Ok, over the nine month hump and now rapidly approaching the 1/2 mark in my contract. You can read about and prepare yourself for working in conditions such as Afghanistan and like places. You can overcome homesickness, missing friends and family, and in my case in particular, missing your motorcycle and the life thereof. That is all mental. The one thing that is very physical is the click, click, click of life's clock. Not getting older or anything, have you but life and the things that come along in life continue to move on despite being thousands of miles away from home. It is not like you can hop on a quick plane trip. I am in fact isolated from that world and am forced to look upon it from afar. The news from the U.S. is one thing. A new President trying to find his way, the economic struggles, the every day ups and downs of the daily news. What is hard to deal with is one's personal life continues to move on and each time the opportunity arises to come home it is like a whole new world.
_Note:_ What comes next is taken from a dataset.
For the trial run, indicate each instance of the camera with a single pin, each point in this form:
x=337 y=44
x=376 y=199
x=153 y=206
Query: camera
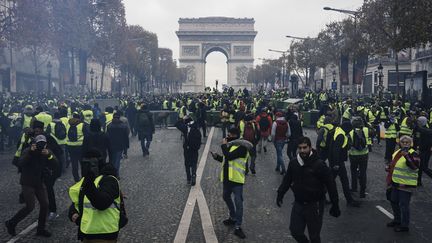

9 months in and thus far my eldest daughter and her husband are expecting a daughter to be delivered in October. Big news, yes I feel old, but the hardest part is I am not there. My son has been diagnosed with ADHD. Common among children today, yes, but I am not there. My youngest daughter is struggling with coming into adulthood, where life will lead her, not to mention struggling with the fact that she lives in small town, Hicksville, USA. Now, these things would happen regardless. In the U.S., though, at least I would be a phone call away and I could at least hear properly. Now I have to communicate via email, deal with the time delays, and have to try to figure out the words instead of "hearing." We all know how that can be and how tough it is to read everything that needs to be read into an email but not to read too much. Not to mention the impersonal nature of such communication.
It is not as if I ever thought the world revolved around me but it is hard to prepare yourself for your own world to continue to evolve. It is eye opening, in fact, because of the stark realization that it will happen regardless of whether you are there or not and that you are forced to deal with it via email.